3. März 2025 / Aus aller Welt

Mehr als 50 Verletzte bei Unfall mit Bussen in Barcelona

Für Dutzende Touristen unter anderem aus Deutschland wird ein Besuch in Barcelona zum Alptraum. Schuld ist ein Unfall auf der Avinguda Diagonal, einer der Prachtstraßen der katalanischen Metropole.

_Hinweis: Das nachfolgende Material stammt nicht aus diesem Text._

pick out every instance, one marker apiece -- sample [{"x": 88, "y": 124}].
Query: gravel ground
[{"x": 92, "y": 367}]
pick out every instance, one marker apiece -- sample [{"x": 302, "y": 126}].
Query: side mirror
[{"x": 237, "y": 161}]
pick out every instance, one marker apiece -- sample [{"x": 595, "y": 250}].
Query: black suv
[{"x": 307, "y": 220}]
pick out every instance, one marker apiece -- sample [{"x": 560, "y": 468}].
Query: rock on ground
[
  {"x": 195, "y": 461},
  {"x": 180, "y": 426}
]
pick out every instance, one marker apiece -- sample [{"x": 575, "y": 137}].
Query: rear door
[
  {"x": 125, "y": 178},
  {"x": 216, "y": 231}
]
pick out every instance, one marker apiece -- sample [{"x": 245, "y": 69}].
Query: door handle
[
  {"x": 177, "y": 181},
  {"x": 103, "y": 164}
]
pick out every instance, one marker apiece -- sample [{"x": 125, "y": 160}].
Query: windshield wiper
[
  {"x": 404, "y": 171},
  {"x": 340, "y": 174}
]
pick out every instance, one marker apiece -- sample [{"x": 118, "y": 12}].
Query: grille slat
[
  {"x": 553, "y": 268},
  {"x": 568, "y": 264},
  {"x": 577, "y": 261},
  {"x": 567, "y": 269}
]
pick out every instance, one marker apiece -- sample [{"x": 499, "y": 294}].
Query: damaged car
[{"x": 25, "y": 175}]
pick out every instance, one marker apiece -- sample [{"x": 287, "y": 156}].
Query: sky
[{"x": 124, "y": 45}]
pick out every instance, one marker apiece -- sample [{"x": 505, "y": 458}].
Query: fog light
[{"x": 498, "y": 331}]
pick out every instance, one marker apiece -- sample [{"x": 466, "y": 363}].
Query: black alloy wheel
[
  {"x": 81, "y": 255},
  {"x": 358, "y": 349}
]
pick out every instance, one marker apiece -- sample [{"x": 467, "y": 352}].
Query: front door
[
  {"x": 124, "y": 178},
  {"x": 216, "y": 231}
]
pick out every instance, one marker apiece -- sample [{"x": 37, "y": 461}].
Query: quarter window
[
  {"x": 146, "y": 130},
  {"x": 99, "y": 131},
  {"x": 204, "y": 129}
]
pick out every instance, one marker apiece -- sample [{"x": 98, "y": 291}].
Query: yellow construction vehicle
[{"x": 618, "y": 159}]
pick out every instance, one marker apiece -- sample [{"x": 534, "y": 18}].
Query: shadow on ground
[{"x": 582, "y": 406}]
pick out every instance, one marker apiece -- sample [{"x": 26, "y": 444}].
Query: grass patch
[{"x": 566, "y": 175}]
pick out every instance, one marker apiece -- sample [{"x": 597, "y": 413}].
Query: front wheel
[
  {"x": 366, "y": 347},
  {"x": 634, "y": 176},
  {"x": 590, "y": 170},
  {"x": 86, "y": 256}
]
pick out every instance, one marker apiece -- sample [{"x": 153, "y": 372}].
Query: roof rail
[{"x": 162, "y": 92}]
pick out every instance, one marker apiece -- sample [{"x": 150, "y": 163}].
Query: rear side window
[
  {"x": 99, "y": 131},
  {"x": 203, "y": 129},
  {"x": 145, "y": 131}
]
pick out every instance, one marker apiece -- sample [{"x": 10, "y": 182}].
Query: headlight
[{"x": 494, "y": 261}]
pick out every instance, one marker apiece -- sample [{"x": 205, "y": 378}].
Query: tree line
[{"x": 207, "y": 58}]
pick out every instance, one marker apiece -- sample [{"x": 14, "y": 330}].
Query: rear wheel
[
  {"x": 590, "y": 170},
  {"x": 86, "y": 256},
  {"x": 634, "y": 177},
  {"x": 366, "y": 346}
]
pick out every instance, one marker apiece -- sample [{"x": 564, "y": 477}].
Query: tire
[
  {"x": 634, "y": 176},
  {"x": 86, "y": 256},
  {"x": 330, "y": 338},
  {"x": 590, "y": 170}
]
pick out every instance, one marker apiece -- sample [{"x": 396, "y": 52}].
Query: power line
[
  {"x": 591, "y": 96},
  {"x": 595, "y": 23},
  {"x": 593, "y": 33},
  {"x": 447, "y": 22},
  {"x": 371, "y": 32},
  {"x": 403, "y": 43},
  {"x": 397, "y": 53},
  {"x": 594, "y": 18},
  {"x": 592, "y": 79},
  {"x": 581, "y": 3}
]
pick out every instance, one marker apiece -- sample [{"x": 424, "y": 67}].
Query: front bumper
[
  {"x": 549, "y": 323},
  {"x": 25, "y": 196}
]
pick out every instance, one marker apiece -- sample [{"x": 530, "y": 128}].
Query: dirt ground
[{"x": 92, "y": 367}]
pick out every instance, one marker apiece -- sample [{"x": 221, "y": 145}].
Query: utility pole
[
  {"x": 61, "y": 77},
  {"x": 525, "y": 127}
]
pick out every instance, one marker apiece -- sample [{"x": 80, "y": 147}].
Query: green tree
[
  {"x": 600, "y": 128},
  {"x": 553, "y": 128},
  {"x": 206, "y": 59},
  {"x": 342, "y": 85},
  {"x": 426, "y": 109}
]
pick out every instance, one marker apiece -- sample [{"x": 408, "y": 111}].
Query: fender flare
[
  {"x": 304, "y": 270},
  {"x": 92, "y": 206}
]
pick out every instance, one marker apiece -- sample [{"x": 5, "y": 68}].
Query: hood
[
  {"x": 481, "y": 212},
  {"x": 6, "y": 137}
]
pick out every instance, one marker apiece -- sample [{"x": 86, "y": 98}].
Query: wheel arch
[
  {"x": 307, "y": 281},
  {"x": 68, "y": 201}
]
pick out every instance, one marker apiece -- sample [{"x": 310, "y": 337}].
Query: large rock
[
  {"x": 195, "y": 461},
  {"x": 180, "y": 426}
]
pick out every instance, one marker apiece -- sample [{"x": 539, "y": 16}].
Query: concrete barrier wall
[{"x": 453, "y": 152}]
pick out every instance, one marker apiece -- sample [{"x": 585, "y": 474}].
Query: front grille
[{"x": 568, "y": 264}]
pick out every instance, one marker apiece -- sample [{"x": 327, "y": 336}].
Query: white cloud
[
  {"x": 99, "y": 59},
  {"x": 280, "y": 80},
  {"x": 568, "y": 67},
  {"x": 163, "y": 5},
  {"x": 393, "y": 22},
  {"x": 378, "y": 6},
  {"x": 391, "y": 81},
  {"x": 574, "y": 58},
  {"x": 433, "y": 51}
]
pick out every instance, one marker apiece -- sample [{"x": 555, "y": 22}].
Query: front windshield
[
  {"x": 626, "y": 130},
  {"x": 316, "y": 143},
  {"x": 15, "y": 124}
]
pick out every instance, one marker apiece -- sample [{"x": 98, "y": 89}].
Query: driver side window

Die Polizei nahm Ermittlungen auf. (Foto aktuell)
Veröffentlicht am 3. März 2025 um 19:44 Uhr

Beim Zusammenstoß zweier Touristen-Busse sind in Barcelona mehr als 50 Menschen verletzt worden. Vier Schwerverletzte seien in kritischem Zustand, teilten die zuständigen Behörden der katalanischen Hauptstadt im Nordosten Spaniens mit. Sie seien in verschiedene Krankenhäuser der Stadt gebracht worden.

Zur Identität der Verletzten gab es zunächst keine Angaben. Mitgeteilt wurde lediglich, dass unter ihnen auch Fußgänger seien und einer von ihnen nur 17 Jahre alt sei. Regionalpräsident Salvador Illa sicherte den Verletzten die Unterstützung der Regierung Kataloniens zu. 

Bei den Betroffenen handelt es sich den amtlichen Angaben zufolge unter anderem um eine größere Gruppe junger Urlauber aus Italien, vorwiegend im Alter von 17 und 18 Jahren, die in einem Hotel des katalanischen Badeortes Lloret de Mar untergebracht sind und am Montag einen Tagesausflug nach Barcelona unternommen hatten.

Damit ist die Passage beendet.